The regulation, however, as drawn, offends in two particulars. First, it is the usurpation of a legislative function by attempting to define, wholly outside of the law and under no corresponding statutory authority, the net cash income of a spouse over whom the Department has no jurisdiction. By regulation, to which the Department has given the force of law, it has determined that certain items which properly might be chargeable against the income of the spouse are entitled to no consideration. In addition, the Department, as it must, while recognizing that there are certain dependents who, in law, might have some claim to support from the spouse whose income is the subject of scrutiny, has by this regulation set an arbitrary limit grounded upon another of its own regulations as to the amount such spouse may be allowed to contribute to dependents without regard to the factual situation in each case. Thus in an investigation to determine the income of the family unit, the spouse is precluded, by force of this regulation which arbitrarily sets the ground limits, from showing his or her actual "take-home" pay. In the instant case Mrs. Champion had slips representing the actual amount of money she received as sallary. These were tendered at the hearing. Because they varied from the figures produced by the Department investigator, obtained from the payroll records of the employer, they were rejected. The discrepancy was accounted for by the fact that the employer gave the gross pay figures whereas Mrs. Champion's figures were after withholding and social security taxes. Although not claimed in this case, it is to be noted that items chargeable against the income, such as compulsory group health and accident insurance, blue cross, or other types of employee benefit plans, also are excluded by the regulation.

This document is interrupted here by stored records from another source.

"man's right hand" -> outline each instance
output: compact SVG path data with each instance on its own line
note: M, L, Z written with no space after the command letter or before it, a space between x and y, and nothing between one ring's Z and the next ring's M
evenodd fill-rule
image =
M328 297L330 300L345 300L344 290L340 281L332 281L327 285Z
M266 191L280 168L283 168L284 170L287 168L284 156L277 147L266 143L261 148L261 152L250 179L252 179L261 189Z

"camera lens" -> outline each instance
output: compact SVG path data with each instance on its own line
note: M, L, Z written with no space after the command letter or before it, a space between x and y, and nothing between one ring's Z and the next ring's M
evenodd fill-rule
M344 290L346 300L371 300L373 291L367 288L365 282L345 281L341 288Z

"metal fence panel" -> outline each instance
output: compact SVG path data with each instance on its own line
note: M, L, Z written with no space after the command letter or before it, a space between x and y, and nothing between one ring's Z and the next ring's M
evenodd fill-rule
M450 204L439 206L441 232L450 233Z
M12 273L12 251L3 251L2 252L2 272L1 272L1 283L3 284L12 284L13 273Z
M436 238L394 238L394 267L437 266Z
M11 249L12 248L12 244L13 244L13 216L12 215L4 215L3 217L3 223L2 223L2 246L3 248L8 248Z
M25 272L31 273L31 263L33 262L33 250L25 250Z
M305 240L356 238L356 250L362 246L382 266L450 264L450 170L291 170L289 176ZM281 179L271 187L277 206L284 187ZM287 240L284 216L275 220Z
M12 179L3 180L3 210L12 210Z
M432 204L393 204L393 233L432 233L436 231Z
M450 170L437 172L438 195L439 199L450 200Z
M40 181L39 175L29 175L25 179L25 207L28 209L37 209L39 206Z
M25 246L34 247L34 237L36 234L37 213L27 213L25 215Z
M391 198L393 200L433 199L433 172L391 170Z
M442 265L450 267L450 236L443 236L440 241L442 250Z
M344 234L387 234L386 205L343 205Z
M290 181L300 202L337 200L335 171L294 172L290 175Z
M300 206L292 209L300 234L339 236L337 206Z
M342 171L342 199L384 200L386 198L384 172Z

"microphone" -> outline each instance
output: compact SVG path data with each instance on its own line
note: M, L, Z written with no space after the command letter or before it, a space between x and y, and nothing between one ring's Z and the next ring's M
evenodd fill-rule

We point out that a regulation cannot be substituted for facts required by statute to be ascertained.

A reading of the pertinent statutes, C.R.S. '53, 101-1-2, 101-1-7, 101-1-9, 101-1-10, indicates the requirements of an investigation and determination from the evidence (where a hearing is held) of the income or property of the applicant and the support, if any, that the applicant is receiving from any source. By the regulation the Department makes, in every case, a fixed calculation of the income of the spouse, less limited deductions, and then substitutes this for evidence without regard to the variable circumstances that might be present in each case. In the two hearings granted in the case at bar the evidence received was the payroll records obtained from the employer of Mrs. Champion. It seems to us that the production of records of the gross earnings of one other than the OAP applicant and nothing more falls far short of evidence to establish the amount, if any, to be deducted from the pension of the applicant. At the hearings the spouse complained that she had been subject to heavy medical expenses of her own, and the record shows that she had several long lay-off periods due to illness. The Department, in all fairness, offered to take these bills into consideration in its computation if the spouse would obtain verified statements from the persons to whom the payments were made. This offer on the part of the Department was a proper one, but since it was contrary to the regulation itself which limits such payments to the old age recipient, the attorney for the spouse declined to produce the bills and elected to test the regulation as drawn. It was on the limited issues as presented that the trial court made its findings that the regulation was void and of no effect.

Concluding, as we do, that the Department might have made an investigation, adequate to determine the status of Champion *259 with respect to his pension eligibility, pursuant to the provisions of the statute and without reference to the regulations promulgated, we think the matter should be referred back to the Department for further proceedings, and the judgment of the trial court should, to that extent, be modified. Therefore, the judgment holding the departmental regulation, Section 4214, V, (1) and (2) void and of no force and effect is affirmed but is ordered modified to the extent that the trial court is directed to refer the matter back to the State Department of Public Welfare for a determination of the allowable pension, if any, or the refund due to the State Department, if any, as calculated in harmony with the views herein expressed.